Korean Air developed its new UAV flight control software using Model-Based Design.
In the early phases of development, the engineers developed a Simulink® model to refine and validate high-level requirements.
The engineers developed a dynamic model of the UAV, including landing gear dynamics for simulating automated take-off and landing, with Aerospace Blockset™. Later they used System Identification Toolbox™ to estimate model parameters for flight dynamics and performance verification.
The team designed flight control laws using Robust Control Toolbox™ and Control System Toolbox™ to compute optimal control gains.
The flight management and control system, including the automatic landing guidance subsystem, was modeled in Simulink and Stateflow®.

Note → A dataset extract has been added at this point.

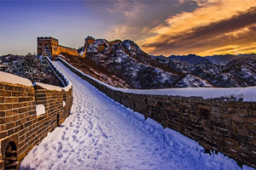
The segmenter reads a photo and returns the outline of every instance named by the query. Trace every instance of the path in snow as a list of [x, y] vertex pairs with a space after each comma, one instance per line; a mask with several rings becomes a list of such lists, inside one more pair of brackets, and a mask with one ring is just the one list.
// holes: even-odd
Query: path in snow
[[29, 152], [20, 169], [241, 169], [222, 154], [205, 154], [195, 141], [153, 126], [54, 64], [73, 83], [72, 113]]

After running desktop simulations to verify the flight control laws and collect control response data, they analyzed the results, and later, flight test results, in MATLAB®.

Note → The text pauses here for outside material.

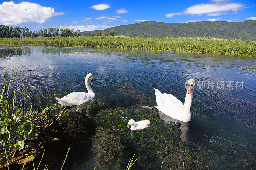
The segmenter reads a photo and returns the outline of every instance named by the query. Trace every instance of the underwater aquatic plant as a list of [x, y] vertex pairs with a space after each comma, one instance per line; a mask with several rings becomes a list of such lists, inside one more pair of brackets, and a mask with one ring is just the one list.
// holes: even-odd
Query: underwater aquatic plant
[[[131, 131], [126, 125], [132, 116], [138, 120], [147, 118], [152, 123], [142, 130]], [[109, 167], [109, 160], [124, 167], [123, 160], [134, 154], [138, 158], [134, 166], [140, 168], [160, 169], [163, 159], [164, 169], [183, 169], [183, 162], [186, 168], [203, 167], [191, 156], [185, 146], [180, 146], [177, 142], [180, 140], [178, 136], [151, 111], [136, 107], [108, 108], [97, 113], [94, 120], [99, 128], [95, 136], [100, 137], [100, 140], [99, 137], [92, 138], [93, 151], [96, 164], [101, 167]], [[110, 125], [113, 126], [111, 129], [108, 127]], [[109, 149], [110, 144], [111, 148], [116, 149], [115, 152]], [[104, 162], [103, 160], [108, 161]]]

Using Simulink Check™ and Simulink Coverage™, the engineers performed regular checks to ensure the model complied with the company’s modeling standards (based on MAAB guidelines) and to measure 100% MC/DC model coverage for their test suite.
The team generated more than 45,000 source lines of code from their models with Embedded Coder®. They integrated this C code with code they had handwritten for hardware drivers, and they reused test cases for model coverage to measure 100% MC/DC code coverage.

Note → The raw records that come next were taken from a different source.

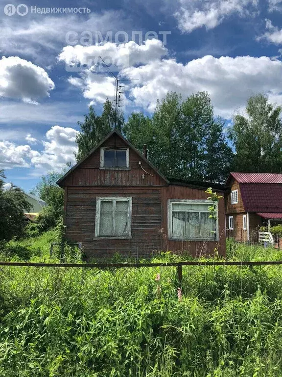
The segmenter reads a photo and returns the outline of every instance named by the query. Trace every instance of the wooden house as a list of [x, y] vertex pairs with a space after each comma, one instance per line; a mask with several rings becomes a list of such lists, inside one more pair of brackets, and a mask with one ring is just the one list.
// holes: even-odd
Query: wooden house
[[260, 226], [282, 223], [282, 174], [231, 173], [226, 187], [227, 237], [256, 242]]
[[[207, 183], [164, 177], [116, 131], [57, 182], [65, 190], [66, 235], [88, 259], [156, 250], [225, 254], [224, 202], [209, 218]], [[222, 194], [224, 187], [214, 190]]]

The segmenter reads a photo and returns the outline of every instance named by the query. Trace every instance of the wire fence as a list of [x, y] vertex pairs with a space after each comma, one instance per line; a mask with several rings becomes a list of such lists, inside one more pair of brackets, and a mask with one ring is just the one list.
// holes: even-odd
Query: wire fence
[[271, 299], [282, 293], [282, 262], [59, 264], [0, 262], [0, 297], [64, 295], [112, 299], [135, 295], [182, 295], [206, 300], [249, 297], [260, 290]]

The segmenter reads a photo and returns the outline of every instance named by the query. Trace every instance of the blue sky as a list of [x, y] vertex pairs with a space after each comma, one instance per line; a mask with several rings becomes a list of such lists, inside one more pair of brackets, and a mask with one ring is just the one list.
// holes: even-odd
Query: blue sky
[[114, 99], [99, 55], [118, 62], [120, 79], [137, 79], [124, 81], [126, 117], [152, 113], [171, 90], [207, 90], [228, 121], [253, 94], [282, 104], [282, 0], [42, 0], [25, 1], [24, 16], [6, 14], [8, 3], [0, 0], [0, 168], [26, 191], [74, 162], [77, 122]]

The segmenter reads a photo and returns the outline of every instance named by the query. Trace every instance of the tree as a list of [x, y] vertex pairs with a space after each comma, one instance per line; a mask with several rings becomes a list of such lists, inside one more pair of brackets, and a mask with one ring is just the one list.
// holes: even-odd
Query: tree
[[66, 170], [67, 168], [61, 173], [49, 172], [46, 175], [41, 177], [39, 182], [31, 191], [31, 193], [46, 202], [47, 205], [53, 207], [58, 215], [63, 214], [64, 190], [56, 182], [64, 175]]
[[152, 118], [134, 113], [124, 132], [140, 151], [147, 144], [150, 161], [167, 177], [222, 182], [228, 175], [232, 151], [206, 92], [184, 102], [168, 93]]
[[[97, 115], [93, 106], [89, 108], [89, 113], [85, 116], [83, 122], [78, 122], [80, 132], [76, 136], [78, 146], [75, 154], [77, 162], [83, 159], [115, 127], [115, 110], [108, 99], [104, 104], [102, 114]], [[116, 129], [121, 132], [124, 120], [122, 114], [117, 114]]]
[[268, 102], [264, 94], [252, 96], [247, 117], [234, 117], [229, 132], [236, 154], [236, 171], [281, 173], [282, 171], [282, 108]]
[[225, 121], [218, 118], [213, 121], [206, 137], [204, 171], [210, 182], [224, 182], [233, 170], [234, 154], [224, 136]]
[[13, 185], [4, 190], [3, 170], [0, 170], [0, 241], [8, 241], [23, 235], [25, 226], [24, 212], [28, 211], [30, 204], [24, 191]]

Using Polyspace Code Prover™, the team checked all the code for run-time errors, identifying several in the handwritten code that they subsequently corrected. No run-time errors were found in the generated code.
The team conducted real-time HIL simulations with Simulink Real-Time™. The HIL model, which contains more than 11,000 blocks in the flight control and flight dynamics submodels, was reused to create an operator training simulator for the UAV.
Korean Air engineers provided certification authorities with MC/DC coverage reports generated by Simulink Check and Simulink Coverage and testing reports generated by Polyspace Code Prover.
Korean Air completed development on schedule, and the UAV has received airworthiness certification from the Korean government.